Note on Bishop fig. 8.34:
An undirected graph G is an I-map of a probability distribution P if all conditional independent statements that are true in G are also true in P. The trivial example is the complete graph, which has no true conditional independence statements. The minimal I-map is the smallest I-map G and is called a Markov network.

A directed acyclic graph G is an I-map of a probability distribution P if every d-separation condition true in G is also true in P. The trivial example is the complete graph, which has no true d-separation statements. The minimal I-map is the smallest I-map G and is called a Bayesian network (Pearl 1988).

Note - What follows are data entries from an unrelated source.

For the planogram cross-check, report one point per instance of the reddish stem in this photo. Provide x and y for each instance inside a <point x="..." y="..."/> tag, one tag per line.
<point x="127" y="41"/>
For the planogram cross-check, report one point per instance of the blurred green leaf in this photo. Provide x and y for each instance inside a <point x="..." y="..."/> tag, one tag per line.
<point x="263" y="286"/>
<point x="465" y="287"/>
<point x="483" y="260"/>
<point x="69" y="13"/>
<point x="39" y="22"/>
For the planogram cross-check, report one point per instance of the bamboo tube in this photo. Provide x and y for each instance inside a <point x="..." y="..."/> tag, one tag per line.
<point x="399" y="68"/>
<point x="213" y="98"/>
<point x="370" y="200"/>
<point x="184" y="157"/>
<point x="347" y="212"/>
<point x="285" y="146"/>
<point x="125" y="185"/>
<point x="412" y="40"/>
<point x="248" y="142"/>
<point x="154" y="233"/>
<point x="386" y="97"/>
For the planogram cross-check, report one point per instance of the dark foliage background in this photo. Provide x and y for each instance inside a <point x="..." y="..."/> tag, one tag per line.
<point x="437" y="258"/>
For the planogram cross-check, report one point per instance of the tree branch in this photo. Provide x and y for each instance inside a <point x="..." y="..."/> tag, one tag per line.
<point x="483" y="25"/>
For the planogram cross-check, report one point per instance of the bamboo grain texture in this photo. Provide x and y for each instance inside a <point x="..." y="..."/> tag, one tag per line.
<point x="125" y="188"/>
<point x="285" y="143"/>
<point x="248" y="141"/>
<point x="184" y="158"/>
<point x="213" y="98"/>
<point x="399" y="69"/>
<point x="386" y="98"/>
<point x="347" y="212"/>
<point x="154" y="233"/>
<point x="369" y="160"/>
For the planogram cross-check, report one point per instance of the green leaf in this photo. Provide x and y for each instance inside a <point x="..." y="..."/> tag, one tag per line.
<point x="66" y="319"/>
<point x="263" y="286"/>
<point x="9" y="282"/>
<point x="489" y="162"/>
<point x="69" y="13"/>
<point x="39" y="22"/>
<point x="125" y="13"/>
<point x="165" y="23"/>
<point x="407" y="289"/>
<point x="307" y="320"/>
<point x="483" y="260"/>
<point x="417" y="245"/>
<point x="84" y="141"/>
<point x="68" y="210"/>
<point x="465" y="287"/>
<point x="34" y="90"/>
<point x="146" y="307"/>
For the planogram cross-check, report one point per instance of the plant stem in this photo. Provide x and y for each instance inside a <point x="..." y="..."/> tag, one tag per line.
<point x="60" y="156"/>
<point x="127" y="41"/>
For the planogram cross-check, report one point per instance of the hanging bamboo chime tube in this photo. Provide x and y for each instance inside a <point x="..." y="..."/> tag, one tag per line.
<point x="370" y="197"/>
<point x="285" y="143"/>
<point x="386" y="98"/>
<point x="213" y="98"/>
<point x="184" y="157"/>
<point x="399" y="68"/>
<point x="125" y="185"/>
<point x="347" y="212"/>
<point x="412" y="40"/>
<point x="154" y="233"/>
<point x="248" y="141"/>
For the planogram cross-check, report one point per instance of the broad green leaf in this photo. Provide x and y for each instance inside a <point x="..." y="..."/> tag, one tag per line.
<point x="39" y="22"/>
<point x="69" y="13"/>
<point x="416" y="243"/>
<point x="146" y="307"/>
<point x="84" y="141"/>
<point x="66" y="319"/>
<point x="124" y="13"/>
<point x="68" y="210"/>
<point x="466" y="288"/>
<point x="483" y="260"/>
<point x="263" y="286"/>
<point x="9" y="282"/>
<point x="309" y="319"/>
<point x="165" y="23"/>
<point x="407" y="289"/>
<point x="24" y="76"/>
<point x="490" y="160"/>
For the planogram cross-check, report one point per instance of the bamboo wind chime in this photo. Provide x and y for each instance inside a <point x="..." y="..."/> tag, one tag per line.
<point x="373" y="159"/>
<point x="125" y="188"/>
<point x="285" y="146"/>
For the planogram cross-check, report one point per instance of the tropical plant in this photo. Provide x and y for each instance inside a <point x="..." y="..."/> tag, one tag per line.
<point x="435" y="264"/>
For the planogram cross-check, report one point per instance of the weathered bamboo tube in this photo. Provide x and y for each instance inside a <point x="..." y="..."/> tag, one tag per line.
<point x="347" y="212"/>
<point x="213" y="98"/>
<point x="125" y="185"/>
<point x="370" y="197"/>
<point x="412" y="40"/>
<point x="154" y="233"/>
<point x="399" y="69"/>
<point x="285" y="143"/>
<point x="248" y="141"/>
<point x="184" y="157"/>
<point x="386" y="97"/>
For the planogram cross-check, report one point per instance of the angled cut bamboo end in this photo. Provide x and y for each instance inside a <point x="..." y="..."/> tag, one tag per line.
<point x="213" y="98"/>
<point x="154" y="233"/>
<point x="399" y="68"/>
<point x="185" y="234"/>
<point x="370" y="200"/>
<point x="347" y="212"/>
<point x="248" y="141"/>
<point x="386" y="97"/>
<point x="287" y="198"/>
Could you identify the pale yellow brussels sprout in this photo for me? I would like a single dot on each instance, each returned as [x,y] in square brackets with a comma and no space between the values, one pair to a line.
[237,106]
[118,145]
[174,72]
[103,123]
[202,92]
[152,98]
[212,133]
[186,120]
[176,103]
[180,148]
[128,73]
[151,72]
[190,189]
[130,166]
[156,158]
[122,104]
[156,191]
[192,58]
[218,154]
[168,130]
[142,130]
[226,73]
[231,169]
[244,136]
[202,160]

An undirected graph G is a D-map of a probability distribution P if all conditional independent statements that are true in P are also true in G. The trivial example is the empty graph (no links), in which all conditional independence statements are true.

A directed graph G is a D-map of a probability distribution P if all conditional independent statements that are true in P correspond to true d-separation statements in G. The trivial example is the empty graph (no links), in which all d-separation statements are true.

G is an undirected or directed perfect map of P if it is both an I-map and a D-map.

The sets D and U illustrated in Bishop fig. 8.34 are the directed and undirected perfect maps and are proper subsets of all probability distributions.